If insomnia symptoms occur at least three times a week for more than three months, it means that a person suffers from chronic insomnia. Persistent stressors can contribute to the disorders which may include:
- Work-related issues or dissatisfaction
- Marital difficulties or divorce
- Other family issues
- The death of a loved one
- Major illness or injury
- Low socioeconomic status
- Major life changes
Although persistent stress does not always lead to chronic insomnia, those with anxiety disorder are at a significantly higher risk of developing this sleep disorder. Moreover, once chronic insomnia symptoms become strong, people start feeling anxious about sleeping and other life aspects. In other words, people face increased daily stress which then worsens insomnia symptoms, falling into a vicious circle.

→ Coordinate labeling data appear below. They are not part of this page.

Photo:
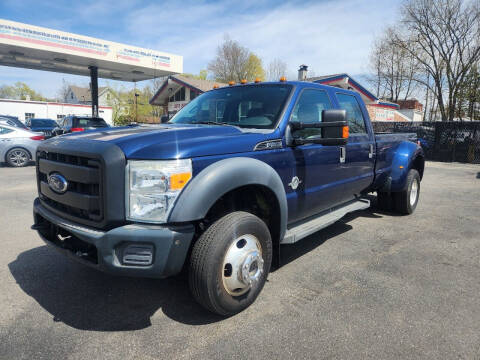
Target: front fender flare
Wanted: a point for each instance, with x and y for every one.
(221, 177)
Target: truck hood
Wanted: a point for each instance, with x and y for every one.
(174, 141)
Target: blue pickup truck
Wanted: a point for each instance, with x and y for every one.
(238, 172)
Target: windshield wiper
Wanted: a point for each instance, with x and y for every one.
(213, 123)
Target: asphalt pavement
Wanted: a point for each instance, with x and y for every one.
(374, 285)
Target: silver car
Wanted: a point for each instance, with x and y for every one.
(18, 147)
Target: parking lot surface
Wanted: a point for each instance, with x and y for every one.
(373, 285)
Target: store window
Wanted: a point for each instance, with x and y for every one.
(180, 95)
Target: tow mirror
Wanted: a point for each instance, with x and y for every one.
(334, 129)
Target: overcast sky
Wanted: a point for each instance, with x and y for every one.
(329, 36)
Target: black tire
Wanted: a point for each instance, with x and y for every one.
(384, 201)
(18, 157)
(206, 273)
(403, 200)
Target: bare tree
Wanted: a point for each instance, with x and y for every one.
(444, 37)
(394, 68)
(234, 62)
(276, 69)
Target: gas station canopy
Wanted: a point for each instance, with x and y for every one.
(34, 47)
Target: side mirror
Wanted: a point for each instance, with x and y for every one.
(334, 129)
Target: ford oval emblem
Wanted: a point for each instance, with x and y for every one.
(57, 183)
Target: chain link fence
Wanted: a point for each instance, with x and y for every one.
(441, 141)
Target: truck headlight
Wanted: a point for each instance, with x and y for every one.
(153, 186)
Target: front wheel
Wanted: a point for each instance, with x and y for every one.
(18, 157)
(230, 263)
(406, 201)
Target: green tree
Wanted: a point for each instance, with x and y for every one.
(128, 108)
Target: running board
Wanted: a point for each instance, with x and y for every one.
(311, 226)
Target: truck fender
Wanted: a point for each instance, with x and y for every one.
(403, 160)
(221, 177)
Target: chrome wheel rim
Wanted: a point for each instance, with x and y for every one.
(414, 193)
(242, 265)
(18, 157)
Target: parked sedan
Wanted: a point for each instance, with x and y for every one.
(17, 146)
(45, 126)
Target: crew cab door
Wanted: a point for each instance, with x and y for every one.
(358, 169)
(317, 167)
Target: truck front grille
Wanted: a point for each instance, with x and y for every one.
(83, 199)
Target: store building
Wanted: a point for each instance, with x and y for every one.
(27, 109)
(378, 109)
(177, 91)
(83, 95)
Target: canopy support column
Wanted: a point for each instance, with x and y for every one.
(94, 89)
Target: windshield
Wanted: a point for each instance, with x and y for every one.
(90, 122)
(247, 106)
(43, 123)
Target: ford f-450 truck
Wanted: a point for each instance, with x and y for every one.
(238, 172)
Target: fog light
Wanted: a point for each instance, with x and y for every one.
(138, 255)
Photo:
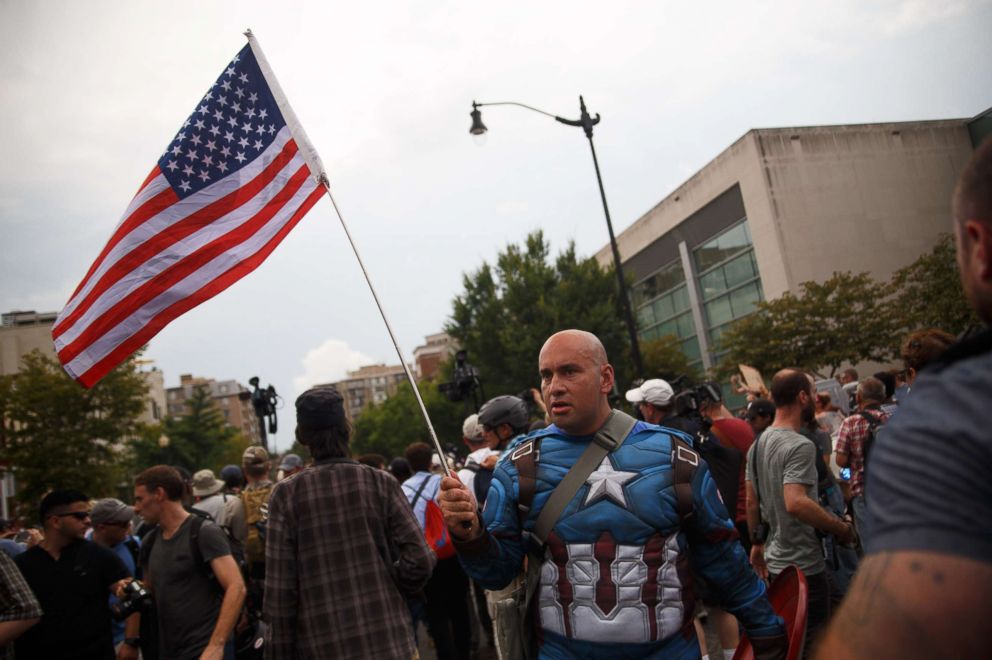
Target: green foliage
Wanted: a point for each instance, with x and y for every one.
(389, 427)
(847, 318)
(929, 293)
(199, 439)
(507, 311)
(663, 358)
(57, 434)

In addition, here are some other insomnia-related daytime impairments that lead to or contribute to stress:
- Irritability and mood swings
- Fatigue and malaise throughout the day
- Poor focus, concentration, and memory
- Poor social, professional, and academic performance
- Lack of energy and motivation
- Increased risk for mistakes and accidents
Getting Quality Sleep While Stressed
One way to reduce stress levels is getting enough quality sleep each night, i.e., sleeping 7 to 9 hours, which is the recommended amount of sleep per night for adults. But, how to sleep while stressed? Namely, you can lower your stress levels and improve sleep by incorporating healthy daily habits. Here’s what you should do:
- Follow a balanced diet
- Exercise regularly
- Practice relaxation techniques
- Follow a strict sleep schedule
- Make your bedroom sleep-friendly
- Limit screen time before bed
- Avoid nicotine, alcohol, and caffeine before bed
If you follow the above-listed tips, you will soon notice that your sleep has improved and your stress levels reduced. Still, if your issues persist, ensure you consult your doctor in order to get the right treatment.